Chiuri’s designs are always deeply connected to art, and here she looked to the Vienna Secession, the early 20th-century movement that sought to dissolve the boundaries between fine and applied arts. She also drew inspiration from Histoire d’Eau, a Jacques de Bascher-directed short commissioned by Lagerfeld to introduce Fendi’s first ready-to-wear collection for spring 1977. A playful riff on the 1975 erotic drama Histoire d’O—and now widely considered the first fashion film—it follows model Susy Dyson as she frolics in fountains around Rome. For those watching the livestream, Chiuri offered a contemporary counterpart: Love Monster, an original short by Italian actor and filmmaker Valeria Golino featuring a Fendi-clad couple (Leila George and Pietro Castellitto) gazing longingly at each other in front of a Cy Twombly painting in GMAC and making out in the surrounding Villa Borghese gardens.
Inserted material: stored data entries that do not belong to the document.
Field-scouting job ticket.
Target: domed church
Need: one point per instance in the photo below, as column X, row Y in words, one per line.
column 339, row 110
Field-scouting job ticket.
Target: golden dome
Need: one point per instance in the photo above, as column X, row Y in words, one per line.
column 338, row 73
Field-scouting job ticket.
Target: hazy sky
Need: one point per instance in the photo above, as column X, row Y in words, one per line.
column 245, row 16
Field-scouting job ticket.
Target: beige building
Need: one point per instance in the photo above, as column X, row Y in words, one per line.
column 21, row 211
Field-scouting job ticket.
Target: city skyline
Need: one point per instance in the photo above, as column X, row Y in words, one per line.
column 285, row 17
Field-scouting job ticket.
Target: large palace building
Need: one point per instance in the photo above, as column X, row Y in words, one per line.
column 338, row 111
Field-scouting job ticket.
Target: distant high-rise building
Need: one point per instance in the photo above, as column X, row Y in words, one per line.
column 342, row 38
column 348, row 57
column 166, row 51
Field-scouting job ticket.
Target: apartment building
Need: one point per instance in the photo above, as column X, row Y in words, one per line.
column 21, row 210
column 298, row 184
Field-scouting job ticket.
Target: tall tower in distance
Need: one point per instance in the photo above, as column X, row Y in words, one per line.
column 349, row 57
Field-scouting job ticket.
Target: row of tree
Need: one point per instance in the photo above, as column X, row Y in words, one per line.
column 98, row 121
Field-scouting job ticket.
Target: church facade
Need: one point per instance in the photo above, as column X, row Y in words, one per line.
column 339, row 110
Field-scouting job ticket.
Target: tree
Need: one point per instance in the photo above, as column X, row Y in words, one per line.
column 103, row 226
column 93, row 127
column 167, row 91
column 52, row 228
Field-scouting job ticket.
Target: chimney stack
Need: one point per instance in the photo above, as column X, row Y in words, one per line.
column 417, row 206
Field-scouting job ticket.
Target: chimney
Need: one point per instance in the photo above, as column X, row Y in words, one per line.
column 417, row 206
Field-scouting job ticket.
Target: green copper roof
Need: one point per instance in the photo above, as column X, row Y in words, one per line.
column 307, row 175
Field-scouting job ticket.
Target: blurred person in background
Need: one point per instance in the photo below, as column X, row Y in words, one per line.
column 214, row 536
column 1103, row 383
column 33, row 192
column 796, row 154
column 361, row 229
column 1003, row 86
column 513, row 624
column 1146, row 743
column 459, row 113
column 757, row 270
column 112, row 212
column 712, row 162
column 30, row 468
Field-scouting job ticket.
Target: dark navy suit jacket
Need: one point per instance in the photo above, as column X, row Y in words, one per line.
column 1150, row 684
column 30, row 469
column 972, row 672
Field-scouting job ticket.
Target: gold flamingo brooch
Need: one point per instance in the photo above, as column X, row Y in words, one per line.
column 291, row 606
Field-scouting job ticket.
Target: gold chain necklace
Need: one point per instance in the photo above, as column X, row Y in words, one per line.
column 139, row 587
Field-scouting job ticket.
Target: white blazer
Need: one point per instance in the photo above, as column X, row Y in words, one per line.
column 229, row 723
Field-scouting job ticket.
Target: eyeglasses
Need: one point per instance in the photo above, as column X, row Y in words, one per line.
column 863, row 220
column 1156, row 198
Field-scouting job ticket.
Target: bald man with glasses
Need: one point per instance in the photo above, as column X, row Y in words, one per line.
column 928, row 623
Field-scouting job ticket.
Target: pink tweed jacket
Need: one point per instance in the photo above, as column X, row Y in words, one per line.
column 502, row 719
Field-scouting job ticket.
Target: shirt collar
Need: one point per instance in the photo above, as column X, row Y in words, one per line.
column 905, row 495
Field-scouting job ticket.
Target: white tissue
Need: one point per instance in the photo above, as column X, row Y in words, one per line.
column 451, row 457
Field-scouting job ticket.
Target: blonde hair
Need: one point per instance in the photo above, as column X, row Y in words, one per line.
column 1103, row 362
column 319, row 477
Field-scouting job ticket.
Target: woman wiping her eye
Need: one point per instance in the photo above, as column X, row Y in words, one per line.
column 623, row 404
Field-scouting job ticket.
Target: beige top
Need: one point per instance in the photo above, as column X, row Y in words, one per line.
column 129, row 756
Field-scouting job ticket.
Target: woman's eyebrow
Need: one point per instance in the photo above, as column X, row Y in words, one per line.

At the museum, the striped chiffon caftan styled with delicate fur-trimmed heels seen in the film was the first look to hit the runway. Inspired by a reform dress created to free women from corsets by Emilie Flöge, the Austrian designer and Vienna Secession associate whose legacy is often reduced to her role as Gustav Klimt’s muse, Chiuri’s version felt like a century-old idea renewed. It glided sensually over the body, setting the tone for a collection of grain de poudre kimono tailoring and fluid velvet gowns that seemed determined to strip couture of its traditional architecture. Fur, as in the fall ready-to-wear collection, was entirely upcycled, appearing mostly as trims and featherlight outerwear, including a striped coat held together by strips of tulle. As a coda to a Paris couture week where designers often competed through excess, Chiuri’s easy elegance was a reminder that haute couture actually means “high craft,” not spectacle.